Ocean Mind
(1x90 min HD)
Ocean Mind is the brain child of brilliant young science writer and consciousness adventurer Jeff Warren, who has spent the last three years writing a book and producing 2 CBC radio documentaries about whale consciousness.
 
 
Imagine you are a whale...
 
Picture yourself slipping into the water, naked. Hold your breath. Sink down. Imagine your body expanding, lengthening. Feel each vertebrae click as your spine draws up and back, a little shiver as you shimmy out of your pelvic girdle, legs and hips set adrift. In their place you sprout a broad triangular fluke, which you force down now in a long, muscular undulation that drives you deep under the water, the light from the surface fading. But new lights gutter in your head; soon the hunt will start, and the lights will turn to sound, and the sound will light the dark.
Science is now revealing that in some fascinating areas, the whale brain may be more complex than the human one: the emotional centers are larger and more elaborate, as are their visual and auditory cortices. Sound is the whale’s primary sense, so powerful that some species may communicate across an entire ocean, share three-dimensional sound maps of the ocean basin, and use ultra sound like pulses to see the interior state of other animals to deciphering whether fellow sea creatures are pregnant, sick or hungry.  By elaborating out from the whale’s complex behaviors and social organization, and modeling their sensory dynamics, investigators are beginning to map out the distant contours of a very different interior world.
Until very recently, the scientific study of animal consciousness was taboo. Animals were seen as automatons – programmed by their genes to respond in predictable ways to the world. But this is changing. Not only has the study of animal consciousness become a legitimate scientific discipline, but also for the first time a handful of passionate researchers have begun to look inside – to ask what it might be like to be a bat, a chimp … a whale.
 
Ocean Mind is about the limits of human knowledge. It's about imagination and empathy – and science – and how we may be able use all of these things to get insights into the world of the great whales.

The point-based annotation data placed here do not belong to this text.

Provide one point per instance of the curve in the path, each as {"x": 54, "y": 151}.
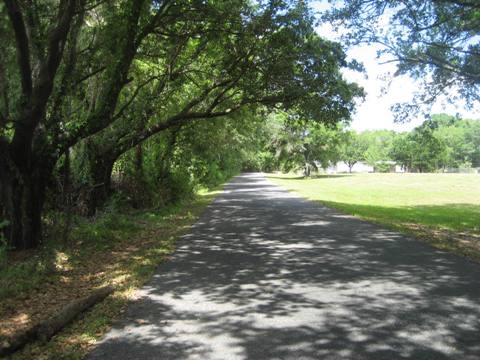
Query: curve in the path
{"x": 266, "y": 275}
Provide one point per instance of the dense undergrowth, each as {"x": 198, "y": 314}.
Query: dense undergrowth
{"x": 115, "y": 248}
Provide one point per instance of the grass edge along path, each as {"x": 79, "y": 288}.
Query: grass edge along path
{"x": 465, "y": 243}
{"x": 136, "y": 257}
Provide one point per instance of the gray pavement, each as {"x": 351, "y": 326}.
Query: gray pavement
{"x": 264, "y": 274}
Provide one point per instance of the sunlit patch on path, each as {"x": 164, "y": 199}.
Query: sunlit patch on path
{"x": 266, "y": 275}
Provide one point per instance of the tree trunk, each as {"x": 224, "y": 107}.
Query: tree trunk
{"x": 23, "y": 197}
{"x": 101, "y": 177}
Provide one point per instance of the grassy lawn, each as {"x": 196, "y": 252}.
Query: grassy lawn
{"x": 116, "y": 249}
{"x": 443, "y": 209}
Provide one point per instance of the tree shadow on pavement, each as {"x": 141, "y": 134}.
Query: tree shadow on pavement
{"x": 266, "y": 275}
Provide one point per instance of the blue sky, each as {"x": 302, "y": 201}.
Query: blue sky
{"x": 382, "y": 89}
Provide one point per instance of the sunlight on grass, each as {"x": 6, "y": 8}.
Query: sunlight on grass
{"x": 450, "y": 201}
{"x": 443, "y": 209}
{"x": 121, "y": 250}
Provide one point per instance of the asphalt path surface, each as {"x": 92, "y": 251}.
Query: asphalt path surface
{"x": 265, "y": 274}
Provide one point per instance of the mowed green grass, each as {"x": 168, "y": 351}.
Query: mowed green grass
{"x": 448, "y": 202}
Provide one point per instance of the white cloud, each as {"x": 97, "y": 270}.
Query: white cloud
{"x": 382, "y": 89}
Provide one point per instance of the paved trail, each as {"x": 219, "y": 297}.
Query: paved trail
{"x": 267, "y": 275}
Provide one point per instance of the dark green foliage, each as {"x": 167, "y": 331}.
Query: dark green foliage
{"x": 98, "y": 80}
{"x": 434, "y": 41}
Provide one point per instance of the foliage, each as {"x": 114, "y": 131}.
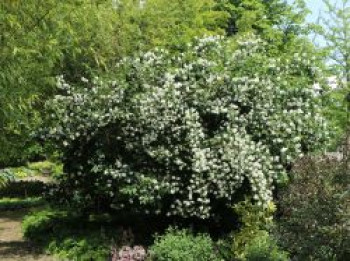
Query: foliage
{"x": 253, "y": 240}
{"x": 255, "y": 222}
{"x": 264, "y": 247}
{"x": 37, "y": 43}
{"x": 6, "y": 175}
{"x": 336, "y": 33}
{"x": 46, "y": 167}
{"x": 315, "y": 211}
{"x": 181, "y": 245}
{"x": 126, "y": 253}
{"x": 23, "y": 189}
{"x": 41, "y": 223}
{"x": 18, "y": 203}
{"x": 336, "y": 36}
{"x": 178, "y": 135}
{"x": 84, "y": 249}
{"x": 160, "y": 23}
{"x": 69, "y": 235}
{"x": 78, "y": 38}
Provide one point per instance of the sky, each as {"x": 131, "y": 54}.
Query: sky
{"x": 316, "y": 6}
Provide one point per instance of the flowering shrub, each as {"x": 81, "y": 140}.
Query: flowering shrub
{"x": 176, "y": 134}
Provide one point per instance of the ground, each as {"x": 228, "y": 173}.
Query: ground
{"x": 12, "y": 245}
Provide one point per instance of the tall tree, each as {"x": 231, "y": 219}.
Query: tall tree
{"x": 336, "y": 33}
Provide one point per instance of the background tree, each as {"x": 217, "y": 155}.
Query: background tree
{"x": 78, "y": 39}
{"x": 336, "y": 33}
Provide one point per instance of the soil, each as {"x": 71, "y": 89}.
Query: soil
{"x": 13, "y": 247}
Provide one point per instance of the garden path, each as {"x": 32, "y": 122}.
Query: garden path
{"x": 12, "y": 245}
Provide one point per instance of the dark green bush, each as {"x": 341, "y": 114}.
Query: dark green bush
{"x": 181, "y": 245}
{"x": 41, "y": 225}
{"x": 17, "y": 203}
{"x": 315, "y": 211}
{"x": 264, "y": 248}
{"x": 23, "y": 189}
{"x": 6, "y": 175}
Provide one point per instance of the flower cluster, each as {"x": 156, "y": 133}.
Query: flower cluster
{"x": 173, "y": 134}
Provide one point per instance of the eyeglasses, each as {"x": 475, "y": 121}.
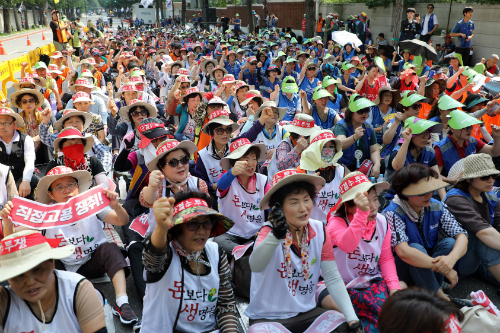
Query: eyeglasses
{"x": 159, "y": 139}
{"x": 175, "y": 162}
{"x": 195, "y": 226}
{"x": 6, "y": 124}
{"x": 486, "y": 178}
{"x": 135, "y": 114}
{"x": 28, "y": 101}
{"x": 222, "y": 130}
{"x": 70, "y": 187}
{"x": 364, "y": 111}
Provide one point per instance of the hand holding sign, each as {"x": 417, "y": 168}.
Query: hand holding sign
{"x": 163, "y": 209}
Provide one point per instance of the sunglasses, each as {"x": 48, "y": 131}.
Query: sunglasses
{"x": 28, "y": 101}
{"x": 486, "y": 178}
{"x": 135, "y": 114}
{"x": 222, "y": 130}
{"x": 195, "y": 226}
{"x": 175, "y": 162}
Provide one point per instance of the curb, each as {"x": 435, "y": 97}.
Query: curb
{"x": 24, "y": 34}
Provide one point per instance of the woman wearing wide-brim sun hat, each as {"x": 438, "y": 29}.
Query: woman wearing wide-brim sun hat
{"x": 287, "y": 154}
{"x": 170, "y": 175}
{"x": 355, "y": 226}
{"x": 186, "y": 109}
{"x": 322, "y": 157}
{"x": 460, "y": 143}
{"x": 295, "y": 245}
{"x": 74, "y": 147}
{"x": 197, "y": 265}
{"x": 28, "y": 254}
{"x": 424, "y": 228}
{"x": 474, "y": 203}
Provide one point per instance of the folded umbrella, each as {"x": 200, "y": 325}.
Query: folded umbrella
{"x": 418, "y": 47}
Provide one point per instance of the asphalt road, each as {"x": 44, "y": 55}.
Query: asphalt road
{"x": 17, "y": 47}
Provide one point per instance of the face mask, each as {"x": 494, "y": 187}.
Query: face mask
{"x": 327, "y": 155}
{"x": 74, "y": 152}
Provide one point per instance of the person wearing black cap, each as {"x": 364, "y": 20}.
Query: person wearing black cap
{"x": 410, "y": 27}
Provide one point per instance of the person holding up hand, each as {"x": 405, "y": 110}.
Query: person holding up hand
{"x": 357, "y": 230}
{"x": 287, "y": 154}
{"x": 359, "y": 143}
{"x": 240, "y": 190}
{"x": 178, "y": 256}
{"x": 426, "y": 237}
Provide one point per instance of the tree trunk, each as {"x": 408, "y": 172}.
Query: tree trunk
{"x": 35, "y": 22}
{"x": 6, "y": 20}
{"x": 310, "y": 18}
{"x": 183, "y": 17}
{"x": 398, "y": 11}
{"x": 17, "y": 19}
{"x": 251, "y": 28}
{"x": 157, "y": 2}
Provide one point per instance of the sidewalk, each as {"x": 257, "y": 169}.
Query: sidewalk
{"x": 24, "y": 34}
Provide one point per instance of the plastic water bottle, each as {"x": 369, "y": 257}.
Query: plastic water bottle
{"x": 122, "y": 186}
{"x": 108, "y": 316}
{"x": 380, "y": 178}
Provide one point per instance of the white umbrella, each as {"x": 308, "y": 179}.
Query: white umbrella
{"x": 344, "y": 37}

Whales and humans share a common ancestor. We stayed on land; they returned to the sea, where life began. How has ocean shaped the bodies, societies, sensory worlds and minds of whales? Three million years ago they were the most intelligent and culturally-sophisticated animal on the planet.
 
This poetic and thought-provoking film will follow Jeff around North America and the Caribbean with the most passionate and eccentric whale researchers working today as they capture footage of whale behavior that will forever change the perception of these mysterious and magnificent animals.
© copyright Para Docs Productions Inc. 2009
DESCRIPTION
SYNOPSIS
A brilliant young science writer and adventurer (Jeff Warren) travels around the world on a passionate quest to understand whale mind, culture and communication.  A fascinating and wondrous journey into the alien mind of the whale.
Science can tell some of this story. But to really enter into the ocean mind we need to use imagination as well, we need to stretch our land minds out to meet the sea.  Ocean Mind is the first documentary to explore the texture of this other consciousness. State of the art CGI and stunning underwater cinematography will dramatize the whale experience and gently push the audience towards a non-human perspective.